Gelişkin akademik zeâasının parlak yoğunluğunu duygusal yapısı taşıyabilecek mi?

Bir çocuğun, bir gencin, bir erişkinin “bilişsel etki merkezi” zihinsel gelişimi yönetir. Bu yönetim merkezi, akıl yürütme, muhakeme etme, bellek gibi işlemlerle insanın “bilme, anlama, sorun çözme” gibi edimlerini sağlar. Aynı zamanda “duygusal zekâ sistemi” de gelişmektedir. Bu sistem de, duygularımızı tanımamızı, denetlememizi, duygusal etkileri yönetir.

Doğuşumuzla birlikte aktif olan “dürtülerimiz” ise çocukluk çağında denetimi zor isteklerimizi öne sürer, büyüdükçe, eğitildiklerini denetimi artar.

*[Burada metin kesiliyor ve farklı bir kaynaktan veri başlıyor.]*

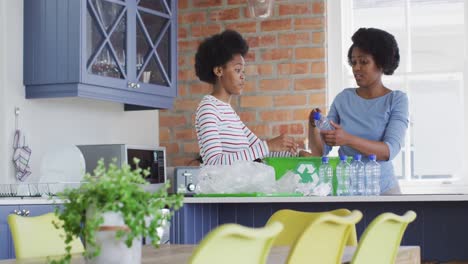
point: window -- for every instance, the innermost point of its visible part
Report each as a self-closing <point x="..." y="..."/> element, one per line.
<point x="431" y="35"/>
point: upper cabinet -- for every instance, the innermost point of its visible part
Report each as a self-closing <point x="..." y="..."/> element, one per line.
<point x="118" y="50"/>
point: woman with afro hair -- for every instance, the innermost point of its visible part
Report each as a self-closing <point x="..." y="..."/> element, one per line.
<point x="369" y="119"/>
<point x="222" y="137"/>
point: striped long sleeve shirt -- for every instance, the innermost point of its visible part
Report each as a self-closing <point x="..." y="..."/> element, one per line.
<point x="223" y="138"/>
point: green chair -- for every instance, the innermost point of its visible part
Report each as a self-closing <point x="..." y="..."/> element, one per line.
<point x="294" y="223"/>
<point x="381" y="239"/>
<point x="36" y="236"/>
<point x="324" y="239"/>
<point x="235" y="244"/>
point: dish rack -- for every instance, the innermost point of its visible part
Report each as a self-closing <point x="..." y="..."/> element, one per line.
<point x="35" y="189"/>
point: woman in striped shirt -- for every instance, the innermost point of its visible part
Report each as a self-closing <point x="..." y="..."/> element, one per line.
<point x="222" y="137"/>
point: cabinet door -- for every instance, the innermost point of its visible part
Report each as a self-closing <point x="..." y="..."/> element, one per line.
<point x="106" y="43"/>
<point x="156" y="44"/>
<point x="7" y="249"/>
<point x="35" y="210"/>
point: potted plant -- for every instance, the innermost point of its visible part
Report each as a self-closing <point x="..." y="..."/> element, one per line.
<point x="111" y="195"/>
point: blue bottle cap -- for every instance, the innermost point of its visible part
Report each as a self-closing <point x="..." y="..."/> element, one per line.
<point x="317" y="115"/>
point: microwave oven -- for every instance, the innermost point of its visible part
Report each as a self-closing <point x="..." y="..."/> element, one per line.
<point x="152" y="158"/>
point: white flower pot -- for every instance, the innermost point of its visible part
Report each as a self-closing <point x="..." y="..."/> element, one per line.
<point x="114" y="251"/>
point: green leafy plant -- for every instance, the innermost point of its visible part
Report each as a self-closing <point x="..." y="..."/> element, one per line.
<point x="114" y="189"/>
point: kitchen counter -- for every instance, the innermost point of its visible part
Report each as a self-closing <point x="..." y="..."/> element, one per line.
<point x="330" y="199"/>
<point x="28" y="200"/>
<point x="440" y="228"/>
<point x="241" y="200"/>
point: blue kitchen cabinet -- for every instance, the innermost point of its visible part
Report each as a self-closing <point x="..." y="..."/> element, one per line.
<point x="7" y="249"/>
<point x="116" y="50"/>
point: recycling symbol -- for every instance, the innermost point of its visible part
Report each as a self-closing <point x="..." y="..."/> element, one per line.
<point x="308" y="172"/>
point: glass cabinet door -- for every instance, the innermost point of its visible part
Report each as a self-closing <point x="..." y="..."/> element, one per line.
<point x="129" y="44"/>
<point x="106" y="38"/>
<point x="153" y="42"/>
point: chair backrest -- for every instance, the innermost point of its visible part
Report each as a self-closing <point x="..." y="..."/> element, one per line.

İşte bu üç yaşam merkezinin yaşa uygun, duruma uygun “senkron- eşzamanlı” gelişimi çok önemlidir. Eğer bu gelişim “asenkron- zamansız” olursa, gelişkin bilişsel gelişimi henüz olgunlaşmamış duygusal çatı taşıyamaz.

Bu durumda, erken gelişen çocuklar bir süre sonra düş kırıklığına uğrar, özgüvenleri sarsılır ve çevrelerine küserler. Kendilerine haksızlık yapıldığını, anlaşılmadıklarını, çevreleri tarafından kullanılıp atıldığını düşünür, duraksamalar, gerilemeler yaşarlar. Atakan olayına bu açıdan da bakmamız gerekiyor.Toplumun aşırı ilgisi, ekranların parlak görüntüleri, yaşıtlarıyla ilişkilerini nasıl etkileyecek?

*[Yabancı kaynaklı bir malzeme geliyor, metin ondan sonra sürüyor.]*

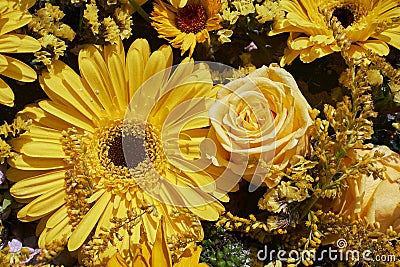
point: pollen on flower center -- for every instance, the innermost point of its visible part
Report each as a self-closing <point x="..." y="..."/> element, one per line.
<point x="191" y="18"/>
<point x="344" y="15"/>
<point x="133" y="144"/>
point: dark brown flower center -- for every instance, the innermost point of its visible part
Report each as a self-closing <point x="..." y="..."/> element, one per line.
<point x="132" y="146"/>
<point x="344" y="15"/>
<point x="191" y="18"/>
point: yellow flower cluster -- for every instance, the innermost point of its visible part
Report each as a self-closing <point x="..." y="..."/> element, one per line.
<point x="52" y="33"/>
<point x="268" y="10"/>
<point x="117" y="24"/>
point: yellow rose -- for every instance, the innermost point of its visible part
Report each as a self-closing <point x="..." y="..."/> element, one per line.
<point x="258" y="120"/>
<point x="376" y="200"/>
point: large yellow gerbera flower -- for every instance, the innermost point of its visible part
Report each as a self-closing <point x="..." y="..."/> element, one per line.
<point x="368" y="24"/>
<point x="185" y="27"/>
<point x="71" y="165"/>
<point x="13" y="15"/>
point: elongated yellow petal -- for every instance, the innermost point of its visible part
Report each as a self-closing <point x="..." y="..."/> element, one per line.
<point x="16" y="175"/>
<point x="94" y="71"/>
<point x="58" y="216"/>
<point x="13" y="20"/>
<point x="136" y="59"/>
<point x="18" y="43"/>
<point x="117" y="261"/>
<point x="160" y="255"/>
<point x="64" y="86"/>
<point x="63" y="229"/>
<point x="43" y="205"/>
<point x="38" y="185"/>
<point x="18" y="70"/>
<point x="36" y="148"/>
<point x="69" y="115"/>
<point x="29" y="163"/>
<point x="86" y="225"/>
<point x="6" y="94"/>
<point x="115" y="63"/>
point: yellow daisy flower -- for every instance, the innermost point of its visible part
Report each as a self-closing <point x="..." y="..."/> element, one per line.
<point x="71" y="168"/>
<point x="13" y="16"/>
<point x="185" y="27"/>
<point x="369" y="24"/>
<point x="159" y="254"/>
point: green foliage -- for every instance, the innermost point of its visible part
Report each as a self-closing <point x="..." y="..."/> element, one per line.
<point x="221" y="249"/>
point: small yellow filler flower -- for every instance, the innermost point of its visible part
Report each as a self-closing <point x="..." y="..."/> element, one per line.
<point x="368" y="24"/>
<point x="185" y="27"/>
<point x="13" y="15"/>
<point x="108" y="144"/>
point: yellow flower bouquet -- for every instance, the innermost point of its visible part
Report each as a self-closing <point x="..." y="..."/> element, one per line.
<point x="199" y="133"/>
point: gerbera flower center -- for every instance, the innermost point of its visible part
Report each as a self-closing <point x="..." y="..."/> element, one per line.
<point x="191" y="18"/>
<point x="344" y="15"/>
<point x="133" y="144"/>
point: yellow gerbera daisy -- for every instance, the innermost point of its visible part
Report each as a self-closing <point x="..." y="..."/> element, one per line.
<point x="368" y="24"/>
<point x="71" y="165"/>
<point x="13" y="15"/>
<point x="158" y="254"/>
<point x="185" y="27"/>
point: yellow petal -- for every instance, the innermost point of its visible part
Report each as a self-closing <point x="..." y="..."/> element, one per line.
<point x="44" y="118"/>
<point x="61" y="230"/>
<point x="390" y="36"/>
<point x="117" y="261"/>
<point x="64" y="86"/>
<point x="86" y="225"/>
<point x="94" y="71"/>
<point x="58" y="216"/>
<point x="377" y="46"/>
<point x="18" y="70"/>
<point x="24" y="162"/>
<point x="6" y="94"/>
<point x="136" y="59"/>
<point x="70" y="115"/>
<point x="36" y="148"/>
<point x="115" y="63"/>
<point x="160" y="255"/>
<point x="43" y="205"/>
<point x="18" y="43"/>
<point x="38" y="185"/>
<point x="13" y="20"/>
<point x="16" y="175"/>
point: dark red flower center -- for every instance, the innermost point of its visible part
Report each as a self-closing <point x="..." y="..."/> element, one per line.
<point x="191" y="18"/>
<point x="132" y="145"/>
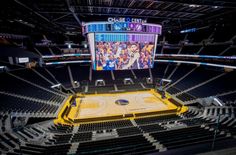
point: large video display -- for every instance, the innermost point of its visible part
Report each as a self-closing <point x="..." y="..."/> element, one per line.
<point x="120" y="51"/>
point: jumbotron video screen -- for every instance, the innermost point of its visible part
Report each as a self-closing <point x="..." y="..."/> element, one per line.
<point x="120" y="51"/>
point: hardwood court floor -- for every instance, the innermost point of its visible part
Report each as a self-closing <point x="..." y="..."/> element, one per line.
<point x="101" y="105"/>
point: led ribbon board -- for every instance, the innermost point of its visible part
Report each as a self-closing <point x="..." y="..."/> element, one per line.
<point x="122" y="43"/>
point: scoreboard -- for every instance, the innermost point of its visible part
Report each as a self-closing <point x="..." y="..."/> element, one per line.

Karşılaşacağı yalnızlaşma, kıskançlık duyguları, tepkisel davranışlar 10 yaşındaki bir çocuk- genci nasıl etkileyecek?

Onun gibi çocuklarımızı geleceğe taşımak görevimiz

Bir yandan gördüğü ilginin verdiği haz, öbür yandan farklılaşan konumunun yaratacağı sorunlar dikkate alınıyor mu?

Kanımca, hem Atakan hem de ailesi psikolojik destekle desteklenmelidir.

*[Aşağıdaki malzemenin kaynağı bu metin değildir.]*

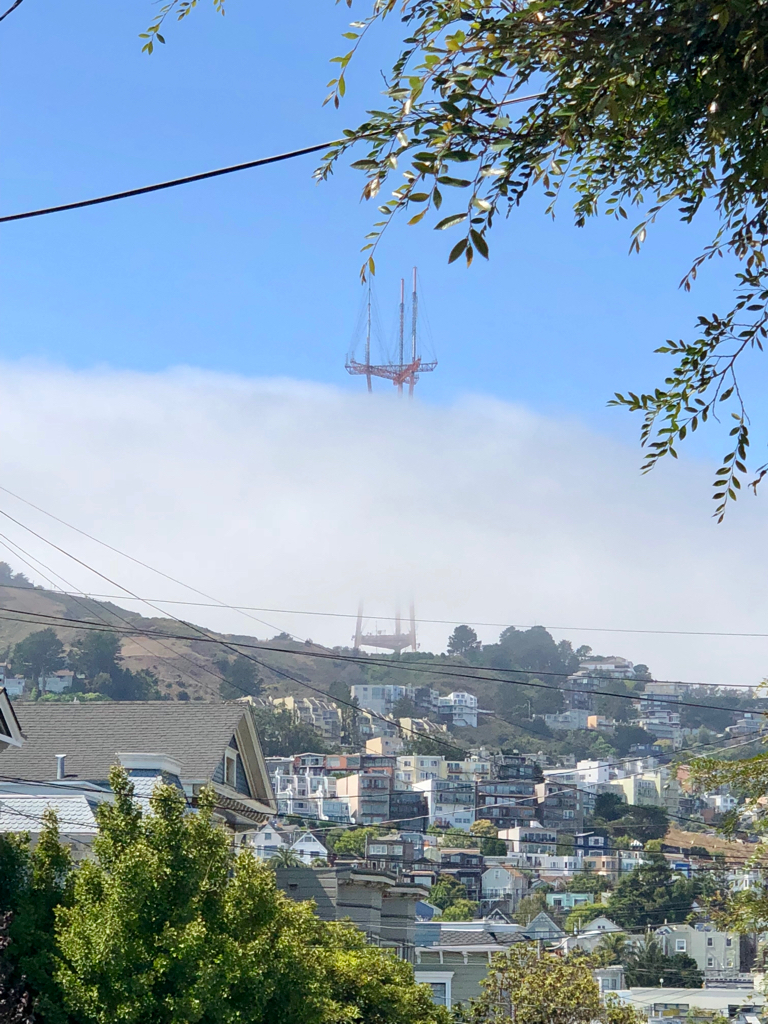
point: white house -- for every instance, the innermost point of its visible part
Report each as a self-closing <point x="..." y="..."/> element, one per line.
<point x="717" y="953"/>
<point x="264" y="842"/>
<point x="500" y="882"/>
<point x="461" y="708"/>
<point x="451" y="804"/>
<point x="529" y="839"/>
<point x="57" y="682"/>
<point x="589" y="939"/>
<point x="309" y="848"/>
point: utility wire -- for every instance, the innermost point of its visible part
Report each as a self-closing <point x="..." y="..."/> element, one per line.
<point x="11" y="545"/>
<point x="16" y="3"/>
<point x="237" y="649"/>
<point x="428" y="622"/>
<point x="448" y="672"/>
<point x="165" y="184"/>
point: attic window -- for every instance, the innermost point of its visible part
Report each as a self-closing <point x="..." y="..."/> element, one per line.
<point x="230" y="768"/>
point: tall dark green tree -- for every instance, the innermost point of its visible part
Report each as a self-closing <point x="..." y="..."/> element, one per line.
<point x="33" y="883"/>
<point x="648" y="967"/>
<point x="166" y="926"/>
<point x="649" y="895"/>
<point x="38" y="654"/>
<point x="95" y="652"/>
<point x="463" y="640"/>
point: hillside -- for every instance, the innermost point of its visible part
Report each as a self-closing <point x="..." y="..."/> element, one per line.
<point x="180" y="665"/>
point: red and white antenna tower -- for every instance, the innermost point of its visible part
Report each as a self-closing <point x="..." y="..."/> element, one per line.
<point x="399" y="373"/>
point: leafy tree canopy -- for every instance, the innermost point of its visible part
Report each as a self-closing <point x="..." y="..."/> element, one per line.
<point x="38" y="654"/>
<point x="463" y="640"/>
<point x="650" y="894"/>
<point x="524" y="986"/>
<point x="33" y="883"/>
<point x="282" y="735"/>
<point x="95" y="652"/>
<point x="608" y="806"/>
<point x="612" y="108"/>
<point x="627" y="736"/>
<point x="647" y="966"/>
<point x="166" y="925"/>
<point x="640" y="822"/>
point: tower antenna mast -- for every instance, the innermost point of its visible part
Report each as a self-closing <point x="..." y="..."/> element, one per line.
<point x="414" y="316"/>
<point x="401" y="372"/>
<point x="368" y="339"/>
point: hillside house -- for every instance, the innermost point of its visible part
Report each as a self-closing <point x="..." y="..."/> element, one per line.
<point x="70" y="748"/>
<point x="308" y="848"/>
<point x="503" y="883"/>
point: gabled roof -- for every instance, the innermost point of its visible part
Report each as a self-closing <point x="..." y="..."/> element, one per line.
<point x="20" y="814"/>
<point x="196" y="734"/>
<point x="543" y="927"/>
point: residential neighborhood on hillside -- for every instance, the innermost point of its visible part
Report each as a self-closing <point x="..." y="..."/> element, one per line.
<point x="445" y="853"/>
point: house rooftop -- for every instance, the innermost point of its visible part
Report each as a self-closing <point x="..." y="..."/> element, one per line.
<point x="195" y="734"/>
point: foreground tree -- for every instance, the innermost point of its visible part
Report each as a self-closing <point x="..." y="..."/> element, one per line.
<point x="15" y="998"/>
<point x="524" y="987"/>
<point x="743" y="911"/>
<point x="33" y="883"/>
<point x="167" y="927"/>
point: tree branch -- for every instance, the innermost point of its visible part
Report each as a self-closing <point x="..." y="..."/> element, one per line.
<point x="10" y="9"/>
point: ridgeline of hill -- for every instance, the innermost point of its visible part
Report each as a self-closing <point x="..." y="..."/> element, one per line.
<point x="186" y="667"/>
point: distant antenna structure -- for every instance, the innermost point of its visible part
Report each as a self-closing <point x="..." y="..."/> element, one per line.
<point x="402" y="372"/>
<point x="396" y="641"/>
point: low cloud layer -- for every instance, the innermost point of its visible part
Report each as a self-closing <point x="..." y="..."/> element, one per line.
<point x="285" y="495"/>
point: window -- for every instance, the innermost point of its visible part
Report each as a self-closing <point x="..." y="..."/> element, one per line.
<point x="230" y="768"/>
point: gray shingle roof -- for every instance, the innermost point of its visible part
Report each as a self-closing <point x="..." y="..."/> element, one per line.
<point x="26" y="814"/>
<point x="91" y="735"/>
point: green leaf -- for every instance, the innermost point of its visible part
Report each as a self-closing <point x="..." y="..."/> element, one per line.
<point x="455" y="218"/>
<point x="458" y="250"/>
<point x="456" y="182"/>
<point x="480" y="244"/>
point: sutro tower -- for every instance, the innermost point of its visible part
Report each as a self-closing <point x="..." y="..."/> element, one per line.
<point x="401" y="372"/>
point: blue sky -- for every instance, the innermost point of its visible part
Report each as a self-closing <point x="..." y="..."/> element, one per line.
<point x="258" y="272"/>
<point x="265" y="459"/>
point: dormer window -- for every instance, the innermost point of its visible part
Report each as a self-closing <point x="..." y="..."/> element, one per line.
<point x="230" y="768"/>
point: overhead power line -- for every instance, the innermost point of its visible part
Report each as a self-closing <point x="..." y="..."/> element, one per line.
<point x="261" y="162"/>
<point x="16" y="3"/>
<point x="353" y="614"/>
<point x="446" y="672"/>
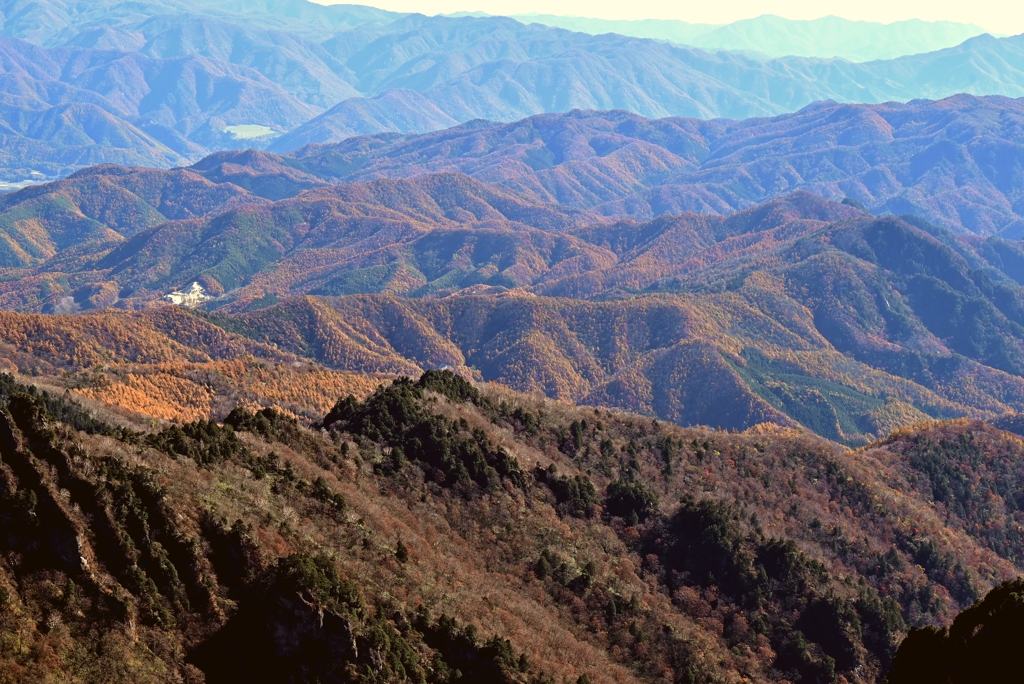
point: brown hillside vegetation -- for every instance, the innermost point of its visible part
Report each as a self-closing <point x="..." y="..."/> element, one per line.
<point x="438" y="531"/>
<point x="799" y="311"/>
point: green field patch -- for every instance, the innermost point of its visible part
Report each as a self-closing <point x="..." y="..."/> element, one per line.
<point x="249" y="131"/>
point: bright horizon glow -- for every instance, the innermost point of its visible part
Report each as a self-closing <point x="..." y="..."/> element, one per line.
<point x="1000" y="16"/>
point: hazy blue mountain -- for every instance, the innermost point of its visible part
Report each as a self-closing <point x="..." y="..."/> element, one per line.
<point x="302" y="68"/>
<point x="55" y="22"/>
<point x="836" y="37"/>
<point x="955" y="162"/>
<point x="197" y="76"/>
<point x="495" y="69"/>
<point x="67" y="108"/>
<point x="777" y="37"/>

Bu yetenekli çocuğumuzun birçok benzeri gibi hayal kırıklığına uğramasına izin verilmemelidir.

Aslında, daha pek çok çocuğumuz çeşitli yetenekler taşımaktadır. Ancak, standart eğitim sistemimiz bu yeteneklerin gelişmesine uygun bir ortam yaratmamaktadır. Hele de son dönemin getirdiği “şartlanmış inanç baskısı” eleştirel düşüncenin önüne yeni engeller koyarken yetenekli çocuklarımıza daha da dikkat etmemiz gereklidir. Atakan ve onun gibi çocuklarımızı geleceğe kazandırmak hepimizin sorumluluk alması gerek bir görevimizdir.